MUSIC REVIEW: Junior RNCM Brass Band - The RNCM, Manchester.

As part of a weekend-long festival of Brass Bands hosted by Manchester's Royal Northern College Of Music, the RNCM's own brass bands were also given the opportunity to perform; and this afternoon it was the turn of the Junior RNCM Brass Band to show us what they are made of! The Junior RNCM is a group of youths aged between 8 - 18 who have weekly professional tuiton with RNCM tutors to aid their development and hopefully give them a positive taster of what studying there full time would be like.

This 30-minute concert showcased four short pieces, ably demonstrating the band's versatility, repertoire, and indeed talent. Starting with James Curnow's 'Blenheim Flourishes', the band proved their ability and agility straight away. A fanfare of a piece, which is, by design, made to sound easy and simple, but behind are some rather technically difficult workings, and the band coped with ease. Under the direction of RNCM tutor and conductor Jon Malaxetxebarria, the sound they created was unified, balanced and perfectly pitched, sounding highly professional.

A curiosity piece followed this; Dan Price's 'Fantasy On London Nursery Rhymes', which took five famous nursery rhymes associated with London and connected them to five famous London landmarks and made a very playful piece, reminiscent of similar works such as Eric Fenby's delightful mickey-take of both Rossini and 'On Ilkey Moor Bah't 'At'.  My eyes were drawn during this piece to a young girl percussionist who coped adroitly dashing from xylophone to glockenspiel to bass drum and back again.

The third piece was a beautifully languid and melodic piece using lovely thick harmonies, sounding very much like a National song or hymn. This was 'A Time For Us' by Danish composer Jakob Vilhelm Larsen. The piece called for an octect of players performing separately from the main band, as they had solos and duets etc throughout the piece whilst the main body of the band provided the harmonic structure and added counter-melody. A hauntingly beautiful melody played with skill, passion and understanding.

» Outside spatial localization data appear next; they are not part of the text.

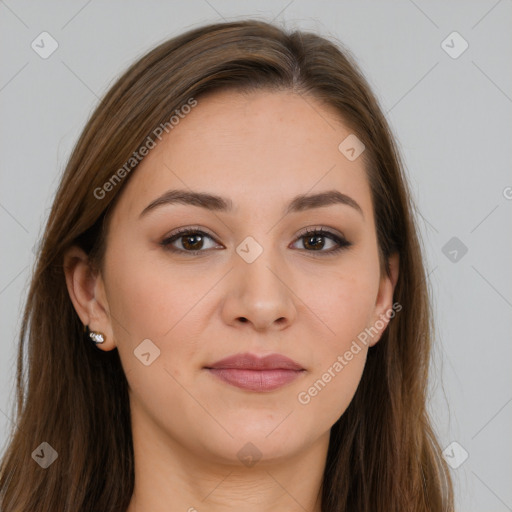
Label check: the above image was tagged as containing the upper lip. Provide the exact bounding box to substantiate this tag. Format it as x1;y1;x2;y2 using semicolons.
205;352;304;371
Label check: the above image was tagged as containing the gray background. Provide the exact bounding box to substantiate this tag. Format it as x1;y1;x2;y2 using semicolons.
1;1;511;510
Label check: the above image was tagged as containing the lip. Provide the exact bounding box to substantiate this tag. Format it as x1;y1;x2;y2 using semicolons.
204;352;305;392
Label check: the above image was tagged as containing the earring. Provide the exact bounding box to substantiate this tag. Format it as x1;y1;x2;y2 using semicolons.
84;325;106;344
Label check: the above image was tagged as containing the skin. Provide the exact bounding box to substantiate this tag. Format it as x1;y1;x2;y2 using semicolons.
64;89;399;512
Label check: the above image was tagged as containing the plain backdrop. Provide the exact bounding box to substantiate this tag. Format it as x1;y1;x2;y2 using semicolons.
1;1;511;510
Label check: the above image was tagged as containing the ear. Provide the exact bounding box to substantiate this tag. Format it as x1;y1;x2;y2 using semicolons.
63;246;116;351
368;252;400;347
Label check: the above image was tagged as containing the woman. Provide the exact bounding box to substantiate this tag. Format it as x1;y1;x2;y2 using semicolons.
0;19;453;511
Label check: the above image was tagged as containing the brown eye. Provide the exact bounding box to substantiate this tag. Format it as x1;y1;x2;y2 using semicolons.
160;229;220;254
293;228;352;255
303;233;327;251
180;233;205;251
160;226;351;256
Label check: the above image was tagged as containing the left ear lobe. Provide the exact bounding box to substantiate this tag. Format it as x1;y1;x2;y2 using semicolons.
368;252;400;347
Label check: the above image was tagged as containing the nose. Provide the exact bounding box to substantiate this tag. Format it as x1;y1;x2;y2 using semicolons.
220;246;297;332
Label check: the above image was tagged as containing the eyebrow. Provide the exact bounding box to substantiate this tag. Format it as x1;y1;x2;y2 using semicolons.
139;188;364;219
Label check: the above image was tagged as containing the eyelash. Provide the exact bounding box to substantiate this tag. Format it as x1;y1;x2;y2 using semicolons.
160;225;352;256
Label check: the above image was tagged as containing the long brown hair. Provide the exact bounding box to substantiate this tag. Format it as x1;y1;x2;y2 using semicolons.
0;19;453;511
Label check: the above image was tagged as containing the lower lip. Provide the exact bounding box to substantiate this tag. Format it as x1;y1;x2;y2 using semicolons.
206;368;304;392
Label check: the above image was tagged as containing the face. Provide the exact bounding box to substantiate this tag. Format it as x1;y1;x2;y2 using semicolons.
71;89;398;467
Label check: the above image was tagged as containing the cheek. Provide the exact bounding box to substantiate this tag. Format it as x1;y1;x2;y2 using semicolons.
297;348;367;430
312;266;379;349
103;246;221;390
294;264;378;423
295;296;371;430
104;248;211;340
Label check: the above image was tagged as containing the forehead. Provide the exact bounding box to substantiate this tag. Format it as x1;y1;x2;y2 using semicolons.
112;89;373;222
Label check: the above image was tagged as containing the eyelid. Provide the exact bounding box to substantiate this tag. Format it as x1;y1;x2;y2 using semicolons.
294;224;347;240
163;225;219;241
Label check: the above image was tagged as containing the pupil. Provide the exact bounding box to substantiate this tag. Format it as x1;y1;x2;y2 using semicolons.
184;234;202;250
305;235;324;250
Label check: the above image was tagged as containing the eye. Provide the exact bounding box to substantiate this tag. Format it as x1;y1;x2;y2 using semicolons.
291;227;352;255
160;226;352;256
160;227;222;255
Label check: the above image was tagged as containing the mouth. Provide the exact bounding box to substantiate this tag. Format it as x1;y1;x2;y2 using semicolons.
204;352;306;392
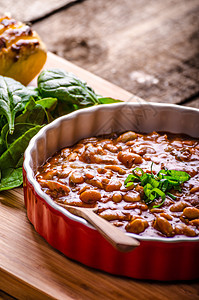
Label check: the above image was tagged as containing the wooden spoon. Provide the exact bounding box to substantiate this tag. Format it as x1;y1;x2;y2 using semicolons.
59;203;140;252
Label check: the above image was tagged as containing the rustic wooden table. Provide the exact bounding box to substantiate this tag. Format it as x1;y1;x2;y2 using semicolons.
0;1;199;299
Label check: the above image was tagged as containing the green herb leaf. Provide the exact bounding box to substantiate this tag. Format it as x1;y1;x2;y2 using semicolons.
165;169;191;183
167;192;177;200
124;164;191;208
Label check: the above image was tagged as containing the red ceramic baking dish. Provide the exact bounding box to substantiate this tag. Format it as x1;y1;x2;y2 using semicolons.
23;102;199;281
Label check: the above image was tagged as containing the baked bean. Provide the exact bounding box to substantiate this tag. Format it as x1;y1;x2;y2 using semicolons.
37;130;199;238
68;152;78;161
105;165;126;175
69;163;83;168
154;217;174;237
139;203;148;211
105;179;122;192
160;213;173;221
175;223;196;237
124;203;148;211
117;151;142;167
190;219;199;227
84;172;94;179
40;170;57;180
94;155;117;165
69;172;84;184
123;203;137;210
190;186;199;193
80;190;101;204
73;145;84;154
86;179;103;189
99;209;127;221
150;208;164;213
96;145;106;155
140;146;156;155
157;134;168;143
97;167;107;174
126;141;135;146
81;137;98;144
170;201;189;212
112;221;124;227
123;192;141;202
183;140;195;146
144;157;151;161
104;143;118;153
117;131;137;143
112;192;123;203
123;184;136;191
180;215;189;224
78;185;90;194
39;180;70;194
59;168;71;178
135;184;144;198
183;207;199;219
106;171;113;179
125;218;148;234
84;142;94;149
61;148;70;158
101;178;109;185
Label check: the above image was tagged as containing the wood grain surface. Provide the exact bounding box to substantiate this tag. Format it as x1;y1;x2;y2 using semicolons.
0;0;198;106
0;0;199;298
0;0;77;23
0;53;199;300
32;0;199;106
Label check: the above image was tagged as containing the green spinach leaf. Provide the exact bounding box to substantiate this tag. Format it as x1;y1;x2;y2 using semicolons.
2;123;39;148
0;76;39;134
35;97;58;122
38;69;100;108
15;98;46;125
0;69;123;192
16;97;58;125
0;125;42;170
0;115;7;131
36;97;57;110
98;97;122;104
0;167;23;191
0;136;6;156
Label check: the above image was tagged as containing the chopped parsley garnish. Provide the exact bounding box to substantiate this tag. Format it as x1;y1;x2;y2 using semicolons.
124;164;191;208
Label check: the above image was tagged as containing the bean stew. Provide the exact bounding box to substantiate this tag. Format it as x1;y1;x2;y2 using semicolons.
36;131;199;238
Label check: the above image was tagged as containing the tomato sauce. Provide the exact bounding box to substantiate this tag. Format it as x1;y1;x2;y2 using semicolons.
36;131;199;238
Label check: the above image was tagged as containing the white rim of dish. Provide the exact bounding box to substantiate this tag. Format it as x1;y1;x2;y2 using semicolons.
24;102;199;243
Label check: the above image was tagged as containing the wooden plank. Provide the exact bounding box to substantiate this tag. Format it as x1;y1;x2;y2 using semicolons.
0;53;199;300
184;97;199;109
41;52;140;102
0;291;15;300
33;0;199;105
0;0;77;23
1;188;199;300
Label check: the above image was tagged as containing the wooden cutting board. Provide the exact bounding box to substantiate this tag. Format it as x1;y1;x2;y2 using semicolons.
0;53;198;300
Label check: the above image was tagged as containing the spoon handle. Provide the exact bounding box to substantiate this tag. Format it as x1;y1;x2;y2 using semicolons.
64;205;140;252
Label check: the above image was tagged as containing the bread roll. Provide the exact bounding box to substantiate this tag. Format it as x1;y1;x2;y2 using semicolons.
0;15;47;85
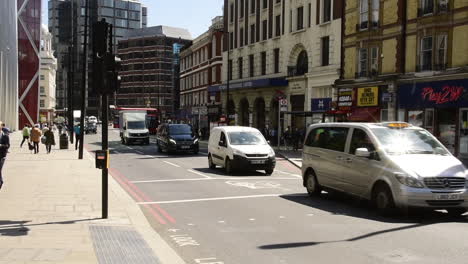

The final piece was a showpiece and a complete change of pace and style. Matthew Hall's 'Nightingale Dances' is a short work which takes the song, 'A Nighingale Sang In Berkeley Square' and takes it on a musical journey from an envisaged 'Manhattan Transfer' interpretation, through a passo-doble, to a raucous, vivacious and flamboyant Hollywood Showdown! A superb way to finish their concert. Hugely enjoyable and played with precision and elan.